Check hydrogen moles, you look for H, not for H2.

Check what is the mass of 0.00329 moles C, corrected moles of H and 0.0097 moles of O. Compare with the sample mass. Can you think about a way of finding amount of oxygen in the sample?
 
  • #3
Hows this look?

.145 g CO2 = .003295 Moles C = .0395 g
.05938 g H2O = .00659 Moles H = .0065 g

Grams oxygen = .0638 - .0395 - .0065 = .0178 g = .00106 moles oxygen

= C3H6O
 
  • #4
OK now.
 
  • #5


It seems like you are on the right track with your calculations, but there may be a calculation error or a missing piece of information. To find the empirical formula, you need to determine the ratio of each element present in the compound. In this case, we have 145.0 mg of CO2 and 59.38 mg of H2O.

To find the moles of each element, we need to divide the mass of each compound by its molar mass. The molar mass of CO2 is 44 g/mol and the molar mass of H2O is 18 g/mol.

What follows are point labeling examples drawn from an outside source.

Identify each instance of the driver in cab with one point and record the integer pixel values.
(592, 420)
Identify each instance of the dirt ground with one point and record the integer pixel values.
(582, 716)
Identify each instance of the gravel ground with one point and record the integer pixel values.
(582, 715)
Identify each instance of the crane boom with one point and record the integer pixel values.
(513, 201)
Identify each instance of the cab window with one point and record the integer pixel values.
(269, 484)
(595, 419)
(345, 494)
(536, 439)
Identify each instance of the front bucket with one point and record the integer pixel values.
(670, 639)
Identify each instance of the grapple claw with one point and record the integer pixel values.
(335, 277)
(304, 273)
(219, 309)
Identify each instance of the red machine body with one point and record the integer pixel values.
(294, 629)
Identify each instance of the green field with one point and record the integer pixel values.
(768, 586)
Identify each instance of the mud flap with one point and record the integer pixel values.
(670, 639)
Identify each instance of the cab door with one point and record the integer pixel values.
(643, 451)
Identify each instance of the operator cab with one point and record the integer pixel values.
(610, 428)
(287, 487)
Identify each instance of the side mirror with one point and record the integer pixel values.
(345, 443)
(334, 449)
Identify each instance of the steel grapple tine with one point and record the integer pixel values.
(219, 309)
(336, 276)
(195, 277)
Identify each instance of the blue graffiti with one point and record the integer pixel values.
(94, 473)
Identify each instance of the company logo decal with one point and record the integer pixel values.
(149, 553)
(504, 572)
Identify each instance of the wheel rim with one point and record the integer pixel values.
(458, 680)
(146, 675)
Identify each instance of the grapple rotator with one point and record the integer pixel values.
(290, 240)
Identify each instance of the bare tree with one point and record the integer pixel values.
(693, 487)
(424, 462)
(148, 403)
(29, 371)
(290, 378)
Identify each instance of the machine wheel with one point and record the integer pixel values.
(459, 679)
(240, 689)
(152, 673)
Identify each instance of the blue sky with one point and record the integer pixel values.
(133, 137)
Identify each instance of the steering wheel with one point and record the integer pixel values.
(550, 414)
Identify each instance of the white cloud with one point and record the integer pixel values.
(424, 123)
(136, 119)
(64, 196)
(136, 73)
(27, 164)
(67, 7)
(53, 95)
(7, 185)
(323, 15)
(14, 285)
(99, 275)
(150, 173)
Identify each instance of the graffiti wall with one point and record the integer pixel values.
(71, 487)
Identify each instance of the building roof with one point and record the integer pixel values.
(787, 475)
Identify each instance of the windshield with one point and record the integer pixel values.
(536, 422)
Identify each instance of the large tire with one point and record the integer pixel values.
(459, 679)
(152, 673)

For carbon: 145.0 mg / 44 g/mol = 0.003295 moles
For hydrogen: 59.38 mg / 18 g/mol = 0.003299 moles
For oxygen: 145.0 mg / 44 g/mol + 59.38 mg / 18 g/mol = 0.0097 moles

Now, we need to find the smallest whole number ratio of these moles. This can be done by dividing each number by the smallest one, which in this case is 0.003295.

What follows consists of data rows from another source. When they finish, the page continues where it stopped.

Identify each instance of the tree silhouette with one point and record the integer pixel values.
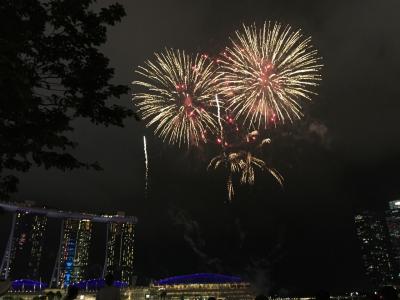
(52, 72)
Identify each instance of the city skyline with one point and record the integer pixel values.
(26, 251)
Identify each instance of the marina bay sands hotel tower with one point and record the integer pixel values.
(25, 251)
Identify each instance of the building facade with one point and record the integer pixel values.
(375, 248)
(74, 251)
(120, 251)
(201, 286)
(24, 248)
(23, 256)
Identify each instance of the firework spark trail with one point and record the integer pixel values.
(178, 97)
(219, 118)
(266, 72)
(242, 163)
(146, 163)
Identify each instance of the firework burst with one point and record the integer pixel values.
(243, 163)
(266, 72)
(179, 96)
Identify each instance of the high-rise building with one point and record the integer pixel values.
(25, 246)
(74, 251)
(393, 224)
(120, 252)
(24, 250)
(374, 241)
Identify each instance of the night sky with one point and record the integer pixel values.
(298, 239)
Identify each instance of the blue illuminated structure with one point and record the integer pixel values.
(27, 285)
(95, 284)
(200, 278)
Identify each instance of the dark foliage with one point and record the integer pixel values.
(52, 72)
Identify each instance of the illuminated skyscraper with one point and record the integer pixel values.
(393, 223)
(23, 254)
(25, 246)
(74, 251)
(372, 234)
(120, 252)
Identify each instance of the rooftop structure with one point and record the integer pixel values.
(55, 213)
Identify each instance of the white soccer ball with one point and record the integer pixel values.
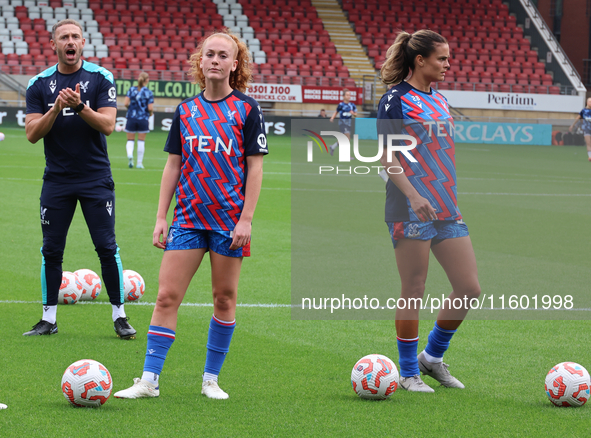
(568, 384)
(374, 377)
(71, 289)
(87, 383)
(91, 283)
(133, 285)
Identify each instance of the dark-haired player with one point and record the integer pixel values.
(73, 106)
(139, 102)
(421, 202)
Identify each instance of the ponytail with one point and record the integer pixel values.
(400, 57)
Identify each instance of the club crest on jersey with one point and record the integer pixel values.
(43, 221)
(413, 231)
(203, 143)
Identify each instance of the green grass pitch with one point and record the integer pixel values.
(529, 213)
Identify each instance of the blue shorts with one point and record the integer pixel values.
(345, 126)
(137, 126)
(435, 231)
(218, 241)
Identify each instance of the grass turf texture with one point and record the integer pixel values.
(291, 378)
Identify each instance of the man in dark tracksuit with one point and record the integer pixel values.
(72, 106)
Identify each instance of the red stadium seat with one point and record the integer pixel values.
(541, 89)
(535, 79)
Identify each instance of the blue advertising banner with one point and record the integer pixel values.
(479, 132)
(503, 133)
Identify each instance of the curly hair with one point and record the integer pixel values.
(400, 57)
(239, 78)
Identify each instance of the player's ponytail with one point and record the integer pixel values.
(239, 78)
(142, 80)
(400, 57)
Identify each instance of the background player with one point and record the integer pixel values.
(217, 170)
(140, 106)
(585, 117)
(346, 111)
(72, 106)
(421, 211)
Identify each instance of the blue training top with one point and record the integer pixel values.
(74, 151)
(138, 103)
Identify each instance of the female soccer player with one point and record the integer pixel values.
(346, 111)
(140, 106)
(421, 205)
(216, 145)
(585, 116)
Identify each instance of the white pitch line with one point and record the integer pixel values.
(144, 303)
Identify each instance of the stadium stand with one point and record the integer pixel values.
(488, 50)
(288, 39)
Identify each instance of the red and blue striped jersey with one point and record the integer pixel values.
(426, 117)
(214, 139)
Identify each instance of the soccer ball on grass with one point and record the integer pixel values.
(568, 384)
(71, 289)
(91, 284)
(374, 377)
(87, 383)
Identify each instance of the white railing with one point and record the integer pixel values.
(557, 51)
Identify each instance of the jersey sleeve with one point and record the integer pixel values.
(255, 140)
(107, 94)
(389, 119)
(34, 101)
(173, 142)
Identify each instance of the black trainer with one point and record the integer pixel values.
(42, 328)
(123, 329)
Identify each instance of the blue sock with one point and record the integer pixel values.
(160, 340)
(407, 356)
(438, 342)
(218, 344)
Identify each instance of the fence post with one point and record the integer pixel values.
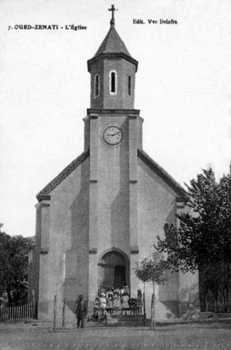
(54, 312)
(63, 313)
(144, 307)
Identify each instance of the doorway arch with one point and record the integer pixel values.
(113, 269)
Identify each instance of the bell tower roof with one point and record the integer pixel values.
(112, 46)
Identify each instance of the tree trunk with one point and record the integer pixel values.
(201, 290)
(153, 320)
(144, 306)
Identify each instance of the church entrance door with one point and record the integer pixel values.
(114, 270)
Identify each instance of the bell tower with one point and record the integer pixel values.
(113, 135)
(112, 72)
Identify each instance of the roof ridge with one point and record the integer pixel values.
(163, 173)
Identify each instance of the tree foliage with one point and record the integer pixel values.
(202, 240)
(14, 266)
(151, 269)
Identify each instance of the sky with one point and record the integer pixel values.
(183, 89)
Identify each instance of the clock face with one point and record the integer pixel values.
(112, 135)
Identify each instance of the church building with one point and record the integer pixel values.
(101, 215)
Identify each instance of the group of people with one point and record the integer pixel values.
(115, 300)
(108, 301)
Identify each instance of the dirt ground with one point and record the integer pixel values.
(175, 337)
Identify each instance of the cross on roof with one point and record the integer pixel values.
(112, 9)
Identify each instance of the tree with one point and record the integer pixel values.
(152, 270)
(202, 240)
(14, 266)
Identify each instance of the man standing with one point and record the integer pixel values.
(81, 311)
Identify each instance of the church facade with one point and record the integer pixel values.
(100, 216)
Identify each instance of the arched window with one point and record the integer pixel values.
(113, 82)
(96, 85)
(129, 85)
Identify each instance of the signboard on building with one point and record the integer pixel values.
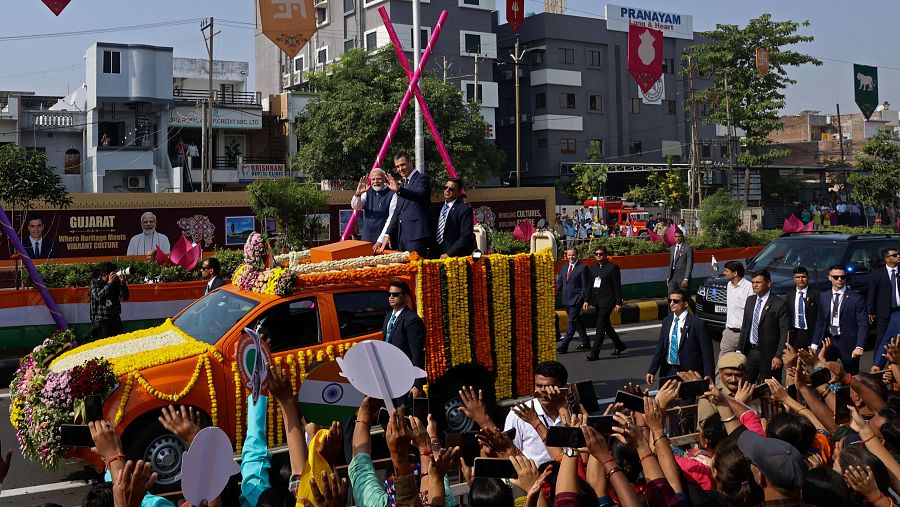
(656, 94)
(186, 116)
(252, 172)
(676, 26)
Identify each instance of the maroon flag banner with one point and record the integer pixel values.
(644, 55)
(515, 13)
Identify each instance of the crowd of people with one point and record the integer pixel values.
(844, 212)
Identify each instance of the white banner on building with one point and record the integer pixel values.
(253, 172)
(187, 116)
(677, 26)
(656, 94)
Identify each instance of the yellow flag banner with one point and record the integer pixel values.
(288, 23)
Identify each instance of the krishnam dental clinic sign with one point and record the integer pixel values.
(186, 116)
(677, 26)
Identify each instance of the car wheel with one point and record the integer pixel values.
(445, 404)
(163, 450)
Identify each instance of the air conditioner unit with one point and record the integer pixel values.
(137, 182)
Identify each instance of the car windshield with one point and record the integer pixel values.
(208, 319)
(782, 256)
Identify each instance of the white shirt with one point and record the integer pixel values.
(679, 334)
(836, 312)
(761, 301)
(801, 293)
(734, 300)
(142, 243)
(527, 438)
(895, 294)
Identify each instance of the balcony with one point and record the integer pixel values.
(187, 95)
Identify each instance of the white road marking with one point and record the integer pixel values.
(42, 488)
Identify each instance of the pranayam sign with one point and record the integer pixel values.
(677, 26)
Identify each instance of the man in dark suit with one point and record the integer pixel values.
(681, 263)
(883, 301)
(210, 269)
(38, 246)
(453, 225)
(409, 222)
(764, 330)
(573, 281)
(683, 344)
(606, 296)
(404, 329)
(803, 308)
(843, 318)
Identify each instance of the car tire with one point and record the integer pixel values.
(445, 403)
(163, 450)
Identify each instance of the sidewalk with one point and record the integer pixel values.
(632, 313)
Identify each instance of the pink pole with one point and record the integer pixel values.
(407, 97)
(432, 127)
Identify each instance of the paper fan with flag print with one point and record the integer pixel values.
(326, 396)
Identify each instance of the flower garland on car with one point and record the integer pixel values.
(42, 400)
(497, 311)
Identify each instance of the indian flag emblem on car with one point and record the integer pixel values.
(326, 396)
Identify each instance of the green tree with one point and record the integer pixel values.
(339, 133)
(26, 180)
(292, 204)
(719, 218)
(877, 177)
(588, 178)
(752, 103)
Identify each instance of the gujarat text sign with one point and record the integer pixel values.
(678, 26)
(222, 118)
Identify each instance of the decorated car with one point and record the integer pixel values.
(495, 310)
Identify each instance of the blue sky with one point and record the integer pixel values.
(844, 32)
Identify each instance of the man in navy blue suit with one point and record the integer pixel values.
(573, 281)
(404, 329)
(683, 344)
(410, 221)
(453, 224)
(843, 318)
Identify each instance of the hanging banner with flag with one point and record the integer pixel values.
(644, 56)
(865, 80)
(288, 23)
(56, 5)
(515, 13)
(327, 396)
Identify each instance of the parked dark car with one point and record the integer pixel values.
(859, 254)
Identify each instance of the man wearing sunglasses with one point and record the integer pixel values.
(404, 329)
(453, 225)
(884, 301)
(683, 344)
(605, 296)
(843, 318)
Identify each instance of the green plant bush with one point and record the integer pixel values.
(503, 242)
(620, 246)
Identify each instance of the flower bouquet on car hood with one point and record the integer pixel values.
(42, 400)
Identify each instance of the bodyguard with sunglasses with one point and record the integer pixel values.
(843, 318)
(683, 344)
(404, 329)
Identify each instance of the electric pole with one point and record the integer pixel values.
(207, 159)
(695, 141)
(517, 59)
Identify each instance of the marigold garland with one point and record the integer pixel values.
(171, 398)
(123, 400)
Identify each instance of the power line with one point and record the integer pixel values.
(161, 24)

For carbon: 0.003295 / 0.003295 = 1
For hydrogen: 0.003299 / 0.003295 = 1.0012 (round to 1)
For oxygen: 0.0097 / 0.003295 = 2.946 (round to 3)

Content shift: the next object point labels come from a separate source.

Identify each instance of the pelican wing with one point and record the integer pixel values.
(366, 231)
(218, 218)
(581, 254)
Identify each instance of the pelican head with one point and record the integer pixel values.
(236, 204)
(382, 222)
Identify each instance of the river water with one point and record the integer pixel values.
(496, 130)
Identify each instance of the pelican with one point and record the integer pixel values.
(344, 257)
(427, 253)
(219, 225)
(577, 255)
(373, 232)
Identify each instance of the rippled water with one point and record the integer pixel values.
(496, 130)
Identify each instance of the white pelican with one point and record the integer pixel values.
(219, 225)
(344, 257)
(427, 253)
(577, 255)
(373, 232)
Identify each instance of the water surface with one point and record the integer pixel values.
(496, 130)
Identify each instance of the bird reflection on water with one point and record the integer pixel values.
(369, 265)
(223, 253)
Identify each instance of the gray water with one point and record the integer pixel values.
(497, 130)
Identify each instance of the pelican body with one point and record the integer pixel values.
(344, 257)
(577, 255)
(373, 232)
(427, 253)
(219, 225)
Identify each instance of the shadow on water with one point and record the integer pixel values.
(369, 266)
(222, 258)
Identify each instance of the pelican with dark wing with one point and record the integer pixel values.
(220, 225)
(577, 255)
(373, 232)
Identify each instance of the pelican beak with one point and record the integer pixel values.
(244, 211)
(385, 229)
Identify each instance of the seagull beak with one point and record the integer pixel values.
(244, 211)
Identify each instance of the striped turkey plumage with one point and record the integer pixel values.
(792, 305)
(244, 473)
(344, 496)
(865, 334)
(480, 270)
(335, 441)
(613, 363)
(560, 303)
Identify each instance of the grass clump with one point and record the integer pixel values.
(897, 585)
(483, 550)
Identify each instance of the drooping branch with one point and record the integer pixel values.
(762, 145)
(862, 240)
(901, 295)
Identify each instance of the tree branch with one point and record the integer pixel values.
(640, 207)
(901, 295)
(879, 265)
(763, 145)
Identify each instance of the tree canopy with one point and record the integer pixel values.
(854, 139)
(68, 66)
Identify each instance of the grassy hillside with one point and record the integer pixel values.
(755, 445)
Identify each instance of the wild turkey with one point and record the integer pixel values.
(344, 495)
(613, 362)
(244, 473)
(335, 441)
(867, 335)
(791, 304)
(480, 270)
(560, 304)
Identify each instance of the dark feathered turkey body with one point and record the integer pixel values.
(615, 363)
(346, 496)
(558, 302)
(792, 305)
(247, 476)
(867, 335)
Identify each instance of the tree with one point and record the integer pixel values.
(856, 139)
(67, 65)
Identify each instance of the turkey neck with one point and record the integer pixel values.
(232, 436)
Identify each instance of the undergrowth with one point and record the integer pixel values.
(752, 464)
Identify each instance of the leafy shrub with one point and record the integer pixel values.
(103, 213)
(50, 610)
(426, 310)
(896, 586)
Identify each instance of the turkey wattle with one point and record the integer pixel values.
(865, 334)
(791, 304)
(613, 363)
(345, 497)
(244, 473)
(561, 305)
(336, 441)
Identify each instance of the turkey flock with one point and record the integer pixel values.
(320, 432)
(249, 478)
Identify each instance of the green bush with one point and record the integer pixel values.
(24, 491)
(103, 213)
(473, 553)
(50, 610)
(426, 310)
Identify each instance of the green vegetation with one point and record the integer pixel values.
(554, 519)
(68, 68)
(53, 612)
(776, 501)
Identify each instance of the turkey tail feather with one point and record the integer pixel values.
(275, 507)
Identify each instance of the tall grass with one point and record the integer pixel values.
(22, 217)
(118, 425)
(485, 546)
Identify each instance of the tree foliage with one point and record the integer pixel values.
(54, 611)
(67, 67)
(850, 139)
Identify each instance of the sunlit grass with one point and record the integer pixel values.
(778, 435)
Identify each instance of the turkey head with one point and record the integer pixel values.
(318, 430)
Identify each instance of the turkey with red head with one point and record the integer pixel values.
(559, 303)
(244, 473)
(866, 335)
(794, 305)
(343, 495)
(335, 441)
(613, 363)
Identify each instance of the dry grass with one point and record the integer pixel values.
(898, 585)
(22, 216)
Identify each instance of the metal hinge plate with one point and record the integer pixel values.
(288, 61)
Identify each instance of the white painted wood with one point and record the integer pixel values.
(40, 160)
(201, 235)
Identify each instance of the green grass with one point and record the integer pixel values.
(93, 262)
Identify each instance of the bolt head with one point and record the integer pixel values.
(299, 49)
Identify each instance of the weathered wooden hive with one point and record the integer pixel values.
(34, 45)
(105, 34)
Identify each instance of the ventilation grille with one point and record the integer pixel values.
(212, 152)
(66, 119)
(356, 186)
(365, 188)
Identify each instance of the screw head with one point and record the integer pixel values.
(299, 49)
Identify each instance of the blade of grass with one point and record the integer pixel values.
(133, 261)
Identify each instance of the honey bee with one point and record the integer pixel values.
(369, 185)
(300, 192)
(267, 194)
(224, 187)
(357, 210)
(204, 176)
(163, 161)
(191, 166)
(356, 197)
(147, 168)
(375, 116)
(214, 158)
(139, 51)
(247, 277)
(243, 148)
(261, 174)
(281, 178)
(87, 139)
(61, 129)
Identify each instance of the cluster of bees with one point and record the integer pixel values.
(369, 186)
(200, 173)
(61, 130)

This gives us the empirical formula of CH3O. It is possible that there was a calculation error or a missing piece of information in the original problem, so it is always important to double check your work and make sure all necessary information is provided.
 

What is combustion analysis?

Combustion analysis is a laboratory technique used to determine the elemental composition of a substance. It involves burning a sample in a controlled environment and measuring the amount of carbon, hydrogen, and nitrogen present in the resulting combustion products.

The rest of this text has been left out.